As the Daily Echo continues its Don’t be a Fuel Fool campaign and begins to look at ways round the rising price at the pumps, Southampton Cycle Campaign are working to fill in the ‘missing links’ in the city’s network of cycle paths and routes.
Spokesman for the Cycle Campaign Lindsi Bluemel says there’s low-cost improvements that could be made in Southampton, which would make a big difference to cyclists.
She said: “We’re very well aware that there’s not going to be money around in the next few years for completely new schemes, even though some of them are badly needed.
“What we’ve looked at is easy ways to implement inexpensive connections that will cost the council very little but will improve the network of cycle paths in Southampton.”
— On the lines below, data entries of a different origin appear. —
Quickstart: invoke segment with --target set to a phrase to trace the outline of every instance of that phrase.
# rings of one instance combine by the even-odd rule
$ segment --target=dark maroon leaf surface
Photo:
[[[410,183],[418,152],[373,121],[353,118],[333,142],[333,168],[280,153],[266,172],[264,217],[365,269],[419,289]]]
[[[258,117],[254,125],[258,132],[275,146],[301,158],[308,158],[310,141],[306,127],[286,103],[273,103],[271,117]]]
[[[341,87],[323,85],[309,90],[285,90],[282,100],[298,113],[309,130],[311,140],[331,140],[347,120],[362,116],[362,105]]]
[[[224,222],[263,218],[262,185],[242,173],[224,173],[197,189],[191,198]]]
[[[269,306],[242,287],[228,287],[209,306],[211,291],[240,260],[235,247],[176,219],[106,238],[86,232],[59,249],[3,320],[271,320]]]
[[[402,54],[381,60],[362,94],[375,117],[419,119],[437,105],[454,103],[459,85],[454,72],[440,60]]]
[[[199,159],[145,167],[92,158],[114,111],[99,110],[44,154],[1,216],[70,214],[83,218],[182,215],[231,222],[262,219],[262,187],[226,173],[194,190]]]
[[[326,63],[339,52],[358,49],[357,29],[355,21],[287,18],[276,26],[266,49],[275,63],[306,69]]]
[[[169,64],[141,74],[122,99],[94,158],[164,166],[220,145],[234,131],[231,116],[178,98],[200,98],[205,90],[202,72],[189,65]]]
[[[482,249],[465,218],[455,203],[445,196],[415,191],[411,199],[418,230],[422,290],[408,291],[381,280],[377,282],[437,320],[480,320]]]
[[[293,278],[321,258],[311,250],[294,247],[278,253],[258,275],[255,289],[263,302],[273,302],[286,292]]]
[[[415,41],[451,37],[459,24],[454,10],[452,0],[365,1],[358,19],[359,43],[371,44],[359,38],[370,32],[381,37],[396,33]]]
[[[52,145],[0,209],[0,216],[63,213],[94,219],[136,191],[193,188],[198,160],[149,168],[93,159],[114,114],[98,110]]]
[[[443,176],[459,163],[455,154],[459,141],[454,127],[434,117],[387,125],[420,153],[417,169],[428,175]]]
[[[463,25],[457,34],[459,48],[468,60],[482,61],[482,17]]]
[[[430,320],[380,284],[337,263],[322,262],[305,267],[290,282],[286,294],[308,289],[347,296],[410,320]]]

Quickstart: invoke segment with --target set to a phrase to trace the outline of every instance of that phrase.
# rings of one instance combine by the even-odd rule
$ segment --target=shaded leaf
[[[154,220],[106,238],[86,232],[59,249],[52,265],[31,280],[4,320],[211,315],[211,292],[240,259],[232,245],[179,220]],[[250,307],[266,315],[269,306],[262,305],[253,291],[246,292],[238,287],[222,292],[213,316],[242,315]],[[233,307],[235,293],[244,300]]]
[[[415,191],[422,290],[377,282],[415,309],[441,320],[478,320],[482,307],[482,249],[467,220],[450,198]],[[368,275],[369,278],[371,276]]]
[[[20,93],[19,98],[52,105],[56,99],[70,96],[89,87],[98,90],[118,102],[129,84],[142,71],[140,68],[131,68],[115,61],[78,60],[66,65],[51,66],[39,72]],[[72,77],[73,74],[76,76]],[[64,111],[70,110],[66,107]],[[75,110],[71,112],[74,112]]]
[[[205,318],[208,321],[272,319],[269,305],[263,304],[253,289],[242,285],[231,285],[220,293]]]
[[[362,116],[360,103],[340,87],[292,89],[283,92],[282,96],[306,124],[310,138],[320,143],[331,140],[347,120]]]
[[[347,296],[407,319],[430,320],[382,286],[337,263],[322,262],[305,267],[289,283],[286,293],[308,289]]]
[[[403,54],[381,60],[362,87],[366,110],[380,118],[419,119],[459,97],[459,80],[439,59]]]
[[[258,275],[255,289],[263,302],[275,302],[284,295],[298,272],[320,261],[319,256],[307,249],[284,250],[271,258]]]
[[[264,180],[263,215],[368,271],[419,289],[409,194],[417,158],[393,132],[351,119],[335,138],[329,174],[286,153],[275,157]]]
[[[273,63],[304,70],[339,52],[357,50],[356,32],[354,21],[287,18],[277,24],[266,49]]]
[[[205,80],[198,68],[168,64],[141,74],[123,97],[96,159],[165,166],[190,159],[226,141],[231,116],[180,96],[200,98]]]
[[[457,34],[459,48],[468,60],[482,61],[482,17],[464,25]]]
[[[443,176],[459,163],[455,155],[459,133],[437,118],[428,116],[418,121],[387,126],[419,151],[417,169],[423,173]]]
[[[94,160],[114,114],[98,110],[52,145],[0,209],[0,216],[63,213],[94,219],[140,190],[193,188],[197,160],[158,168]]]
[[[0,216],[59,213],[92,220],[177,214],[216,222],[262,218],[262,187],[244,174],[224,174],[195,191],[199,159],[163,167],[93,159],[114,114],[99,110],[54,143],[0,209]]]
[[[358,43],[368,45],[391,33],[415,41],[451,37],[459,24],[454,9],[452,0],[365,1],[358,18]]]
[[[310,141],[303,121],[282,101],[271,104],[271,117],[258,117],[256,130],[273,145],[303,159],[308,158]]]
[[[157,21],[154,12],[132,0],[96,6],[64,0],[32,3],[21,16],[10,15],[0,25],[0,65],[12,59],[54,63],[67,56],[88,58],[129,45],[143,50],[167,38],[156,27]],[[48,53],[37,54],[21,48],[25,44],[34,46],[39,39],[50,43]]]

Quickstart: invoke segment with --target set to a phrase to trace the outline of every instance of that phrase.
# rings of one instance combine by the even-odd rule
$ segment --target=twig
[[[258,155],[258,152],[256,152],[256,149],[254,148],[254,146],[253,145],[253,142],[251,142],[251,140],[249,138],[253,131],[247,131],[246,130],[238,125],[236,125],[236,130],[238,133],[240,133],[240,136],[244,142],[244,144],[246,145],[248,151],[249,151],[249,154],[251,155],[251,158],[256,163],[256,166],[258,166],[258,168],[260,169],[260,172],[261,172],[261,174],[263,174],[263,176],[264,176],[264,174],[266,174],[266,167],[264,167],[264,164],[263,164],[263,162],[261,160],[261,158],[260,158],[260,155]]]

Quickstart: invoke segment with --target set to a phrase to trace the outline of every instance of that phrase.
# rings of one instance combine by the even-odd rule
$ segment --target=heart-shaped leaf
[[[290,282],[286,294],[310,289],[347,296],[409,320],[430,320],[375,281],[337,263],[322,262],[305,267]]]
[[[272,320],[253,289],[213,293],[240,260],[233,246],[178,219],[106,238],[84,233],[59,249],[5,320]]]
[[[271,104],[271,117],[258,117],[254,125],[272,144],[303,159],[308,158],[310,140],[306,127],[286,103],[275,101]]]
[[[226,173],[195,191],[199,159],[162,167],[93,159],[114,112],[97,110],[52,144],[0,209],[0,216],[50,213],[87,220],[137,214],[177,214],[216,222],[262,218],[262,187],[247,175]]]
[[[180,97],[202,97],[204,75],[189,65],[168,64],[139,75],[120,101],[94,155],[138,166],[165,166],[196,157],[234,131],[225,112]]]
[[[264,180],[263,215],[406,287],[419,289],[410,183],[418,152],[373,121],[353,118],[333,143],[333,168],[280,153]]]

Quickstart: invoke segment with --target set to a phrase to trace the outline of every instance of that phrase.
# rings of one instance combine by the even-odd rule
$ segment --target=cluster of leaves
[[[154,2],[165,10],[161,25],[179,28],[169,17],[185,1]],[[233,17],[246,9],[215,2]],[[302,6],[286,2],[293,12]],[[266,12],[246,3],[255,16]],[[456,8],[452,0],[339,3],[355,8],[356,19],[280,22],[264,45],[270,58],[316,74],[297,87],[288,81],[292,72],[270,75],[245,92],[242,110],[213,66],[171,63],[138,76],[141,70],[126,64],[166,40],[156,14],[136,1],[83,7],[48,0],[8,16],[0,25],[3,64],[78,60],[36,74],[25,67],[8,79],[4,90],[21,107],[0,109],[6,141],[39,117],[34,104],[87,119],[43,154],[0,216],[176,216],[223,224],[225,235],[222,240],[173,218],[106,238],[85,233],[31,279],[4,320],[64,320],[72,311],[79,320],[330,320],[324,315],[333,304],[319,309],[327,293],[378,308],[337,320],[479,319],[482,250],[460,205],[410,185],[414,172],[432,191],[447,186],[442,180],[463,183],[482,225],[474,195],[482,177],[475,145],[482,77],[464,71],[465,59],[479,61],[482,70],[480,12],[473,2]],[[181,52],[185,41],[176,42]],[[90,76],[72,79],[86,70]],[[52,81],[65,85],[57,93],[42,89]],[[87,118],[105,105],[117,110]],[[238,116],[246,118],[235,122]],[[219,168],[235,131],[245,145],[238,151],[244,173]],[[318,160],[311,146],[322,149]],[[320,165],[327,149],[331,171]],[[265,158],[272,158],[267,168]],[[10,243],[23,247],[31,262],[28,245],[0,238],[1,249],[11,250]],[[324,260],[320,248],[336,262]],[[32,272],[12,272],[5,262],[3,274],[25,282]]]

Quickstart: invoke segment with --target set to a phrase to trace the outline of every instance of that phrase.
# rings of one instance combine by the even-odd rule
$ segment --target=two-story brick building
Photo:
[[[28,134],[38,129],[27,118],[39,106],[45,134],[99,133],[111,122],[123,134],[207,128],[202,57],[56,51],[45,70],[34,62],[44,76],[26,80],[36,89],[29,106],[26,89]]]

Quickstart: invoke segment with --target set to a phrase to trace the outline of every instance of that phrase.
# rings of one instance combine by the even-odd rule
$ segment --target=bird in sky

The group has already been in touch with Southampton City Council about a number of improvements that are cheap but could help cyclists avoid dangerous junctions or busy roads.
Mrs Bluemel added: “There are quite a lot of roads that are two-way but they don’t want traffic entering at one end, so there are no entry signs.
“The council has agreed that they can put ‘except cycles’ on some of these signs so cyclists know they can use them – it will cost them next to nothing.
“We’re also asking for a shared use path to go through Bitterne Manor Park.
“It’s no cycling there at the moment but there’s going to be quite a substantial tarmac path put in, and if cyclists could use that it would cut a whole chunk of Bitterne Road West off.”
With petrol prices topping £6 a gallon for the first time ever, more and more people are looking at cheaper ways to travel – and low-cost cycling is a popular choice in the city.
But the Cycle Campaign says they need more bike-users to give ideas about what could be done to improve the cycle network in the city.
Mrs Bluemel said: “Sometimes it’s just one little dangerous section of road that puts people off cycling somewhere.
“We really need other cyclists coming and telling us what problems they experience.
“People will moan and say ‘Why is it like this?’ – but sometimes it’s because no one has raised the issue.”